Ocean of Sound: Rauschen im Rechner, konkrete Beats, Kraut- und Rübenfolk, von Computerwelt nach Funky Town.

2. 11. 2014 - 16:50

Church of Egalité

Der Song zum Sonntag: Sleater-Kinney - "Bury Our Friends"

Zuviel Verkultung ist ungesund. Von sich selbst sowieso, mit der Anbetung fremder Götzen soll man es auch nicht übertreiben. "Kill Your Idols" prangte schon als Slogan auf dem berühmtesten T-Shirt von Axl Rose, in diversen Hardcore- und Skater-Communities ist der Spruch als Abschwur falscher Fetische und prinzipieller Ausdruck von Kasteiung und Nihilismus beliebt, eine frühe EP der New Yorker Noise-Pop-Götter Sonic Youth hieß "Kill Yr Idols".

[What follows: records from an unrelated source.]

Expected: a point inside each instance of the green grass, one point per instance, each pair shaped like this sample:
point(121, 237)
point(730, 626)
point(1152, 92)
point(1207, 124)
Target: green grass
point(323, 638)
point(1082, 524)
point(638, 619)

Es ist aber auch ein bisschen eine leere Floskel, mit der man gar bedeutungsschwanger und kalenderblattweise daherkommt. Glühende Anhänger des Christentums deuten den Spruch vorzugsweise so, dass man keine Idole haben soll - außer eben dem einzigen, wahren, echten Gott. Klarerweise schließt der Slogan aber insbesondere so genannte Religionen mit ein.

In der neuen Single von Sleater-Kinney heißt es im Refrain jetzt jedoch "Exhume Our Idols" und "Bury Our Friends" - so auch der Titel des Songs. Was mag es bedeuten? Besingt sich diese große, große Band aus Olympia, Washington, die man ohne sich zweimal zu räuspern als Legende bezeichnen darf, in ihrem ersten Song seit neun Jahren schelmisch selbst?

Sleater-Kinney

Brigitte Sire

Die Nachricht, dass Sleater-Kinney wieder da sind, hat vor gut zwei Wochen an so einigen Ecken das Internet explodieren lassen. 2005 hat das Trio mit "The Woods" sein letztes, siebtes Album veröffentlicht, 2006 haben sich Sleater-Kinney aufgelöst, Anfang 2015 soll ein neues Album erscheinen. Auch wenn Sleater-Kinney in "Bury our Friends" nicht ausdrücklich von sich selbst singen, ist klar, dass diese Lesart mitschwingt: Auch wenn sie sich nicht selbst auf dem Altar drapieren, sind Sleater-Kinney Idole, wieder ausgegraben, weil es noch Dinge zu sagen gibt. Ikonen einer Bewegung, einer Musik, einer Haltung, einer Religion, eines Lebens, das gerne - etwas verkürzt - "Riot Grrrl" genannt wird.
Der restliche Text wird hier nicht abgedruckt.